Sunny sued Envision This! In federal district court under alien-citizen diversity jurisdiction, 28 U.S.C. §1332(a)(2). A jury found in favor of Sunny, awarding some $4.4 million in beach of contact and fraud damages. The defendant appealed the award of fraud damages.
The Seventh Circuit affirms, although it must first determine that there is diversity jurisdiction.
“Envision is a limited liability company, both of whose members are citizens of Florida. Both plaintiffs are business entities based in China—one in Hong Kong and the other on the mainland. The parties treat them as equivalent to corporations, telling us their places of incorporation and principal places of business. But it is inappropriate simply to assume that any given business entity based outside the United States is a “corporation” for the purpose of §1332. Many domestic business entities (such as limited liability companies) are not corporations . . . and the Supreme Court has instructed us that entities other than traditional corporate forms should be treated as partnerships rather than corporations.”

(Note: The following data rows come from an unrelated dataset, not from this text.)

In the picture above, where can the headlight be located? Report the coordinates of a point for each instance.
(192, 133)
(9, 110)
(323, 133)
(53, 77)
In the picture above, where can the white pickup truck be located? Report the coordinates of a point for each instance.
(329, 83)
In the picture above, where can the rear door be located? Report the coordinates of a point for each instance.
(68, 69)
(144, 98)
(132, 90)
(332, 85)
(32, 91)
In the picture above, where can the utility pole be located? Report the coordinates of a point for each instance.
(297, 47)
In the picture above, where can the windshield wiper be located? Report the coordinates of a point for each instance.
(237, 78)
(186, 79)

The Seventh Circuit had previously held that “a Hong Kong business ‘limited by shares’ and bearing the identifier ‘Ltd.’ is treated as a corporation. This recognition stemmed from the fact that Hong Kong inherited its legal system from the United Kingdom, and we had previously concluded that other ‘Ltd.’ entities in that tradition should be treated as corporations when they are perpetual, can issue traded shares, and are independent of investors for tax and liability.” Yet in China, the same “Ltd.” designation “can be more like an American LLC” because investment interests in such an “Ltd.” may be inalienable.
“Fortunately, it is not necessary to remand for further proceedings to investigate contemporary Chinese law and the attributes of the two plaintiffs. In response to Envision’s docketing statement in this court, Sunny told us that Bin Teh Handicraft has only one investor, Sunny Handicraft, and that Sunny has four shareholders: Daniel Huang, his father, his mother, and his brother. The statement continues: ‘All live and work in Shenzhen, China where the business is located.’ It is exceedingly unlikely that any of the Huangs is a citizen of Florida, where both members of Envision are domiciled. So even if the two plaintiffs are treated as partnerships or LLCs, complete diversity of citizenship has been established.”

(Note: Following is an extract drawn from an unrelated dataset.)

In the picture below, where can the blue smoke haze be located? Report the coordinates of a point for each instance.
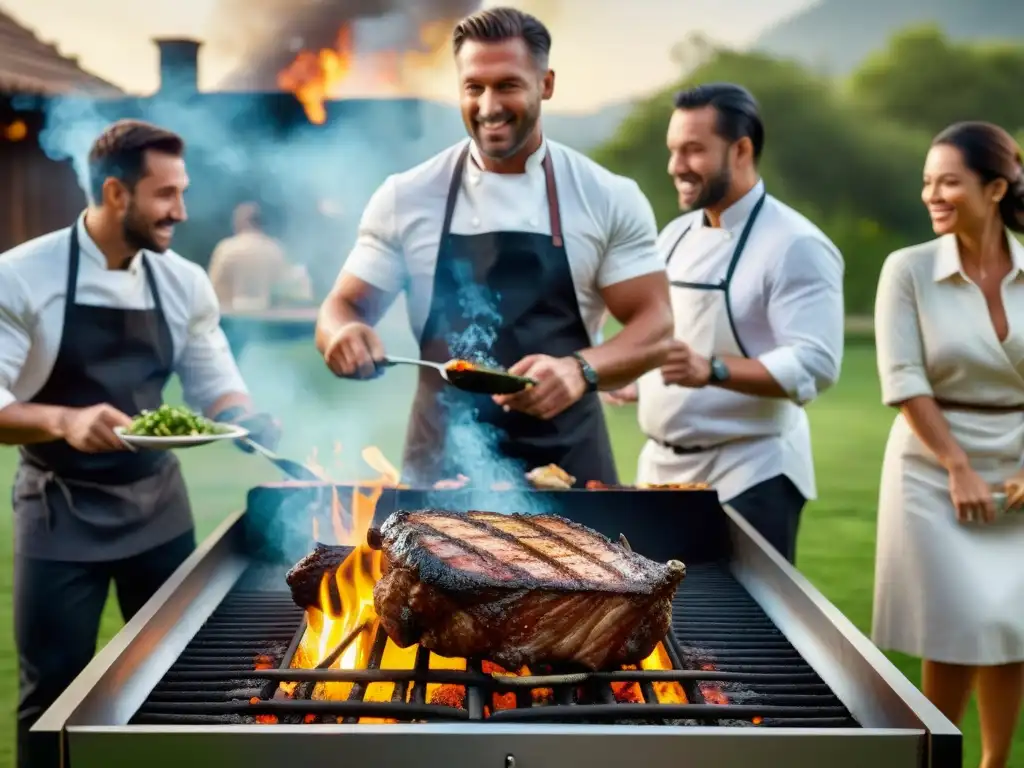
(287, 171)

Despite the immediate resolution of the matter, though, the panel observes that in other cases, the investors may be far more numerous. “From a jurisdictional perspective, it is lucky that only six investors are involved. Many business entities have hundreds, thousands, or more investors. Accurate classification of the nature of these entities can be vital to ascertaining subject-matter jurisdiction. We have dodged a problem today, but it will recur. Counsel must pay more attention to the proper classification of foreign business entities than they have done in this litigation.”